Guide Entry to 98.06.10:

This unit is designed for 7-12 grade use. My particular teaching assignment is at Wilbur Cross Annex, an alternative school serving students with high absenteeism. The students feel uncomfortable in science. They often feel they are not smart enough, and that science is unapproachable. Very few students know anyone who has made a career choice of science. Most fail to realize the improvements implemented in any job, no matter how humble, are the result of scientific discovery. Only a fraction of students have achieved the minimum of two credit hours required by the city of New Haven.

This unit is designed to take a semester in the New Haven School System. As with all course outlines, not everything can be accomplished in this time period nor may it academically appropriate to attempt to do so. However, there are certain exercised, I must emphasize that should not be overlooked because they develop a sense of confidence in the students. These are the pie method, using picture with numbers to a power, making a rocket, and using a theodolite to calculate the altitude.

The pie method helps students to conquer their fears with math. If this method is used properly, they will always obtain the proper answer. Math may start to make sense for them.

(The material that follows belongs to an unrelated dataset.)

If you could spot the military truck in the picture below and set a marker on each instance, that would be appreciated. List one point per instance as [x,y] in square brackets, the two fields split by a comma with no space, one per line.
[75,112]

Using pictures with numbers to a power allows students to imagine and to put their thought to words. (a writing exercise - don't tell them that, though.)

Making a rocket is good hands on fun and teaches the students to follow instructions. Using a theodolite allows them to calculate the altitude of the rocket. They may then begin to calculate the height of structures around town.

If I may suggest use the Sun and our planet at the beginning, as it will be familiar to them. Then any number of topics can be introduced.